Some people will consciously or subconsciously sabotage your efforts for improvement or seeking other experiences outside of the group, because they may find a lot of comfort and support from being in the group and don't want to risk it disintegrating or risk you leaving it or becoming a smaller part of it. They may mean well, but it can be damaging.

The best friends are those who try to encourage and help you rather than seek to keep you limited.
 
They didn't sound like very good friends. Some people are only happy when they're miserable and they sound like that type. I've only been on this forum for two days, but everybody here looks like they're pretty normal. Er, relatively normal anyway, heehee. They have their ups and downs and passions and interests, and everybody looks like they'd rather be happy than set up some kind of personal prison to sulk in.
 
I have. I joined a local aspie group and made friends with a couple. We added each other on facebook where they post publicly some very sexually inappropriate posts and comments on each others' wall. After a few months of being uncomfortable with it and seeing other comments that suggested others weren't comfortable either, I suggested they use the private message function for those conversations.
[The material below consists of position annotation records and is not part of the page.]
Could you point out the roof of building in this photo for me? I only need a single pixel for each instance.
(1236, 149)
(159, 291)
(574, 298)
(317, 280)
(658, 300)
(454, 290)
It was awkward for a day, we unfriended, and that was that.

After awhile, maybe 6 months, I went back to the aspie group because I was feeling a need for community support, and happened to run into them again. I totally forgot about our exchange and wondered for about an hour why they weren't even looking my direction. Once I remembered I left as soon as I could. I've made a few friends from that group but unfortunately I feel like I've gotten all I can from it, have nothing to contribute, and at least two people actively don't want me there, so I guess I'm done with that.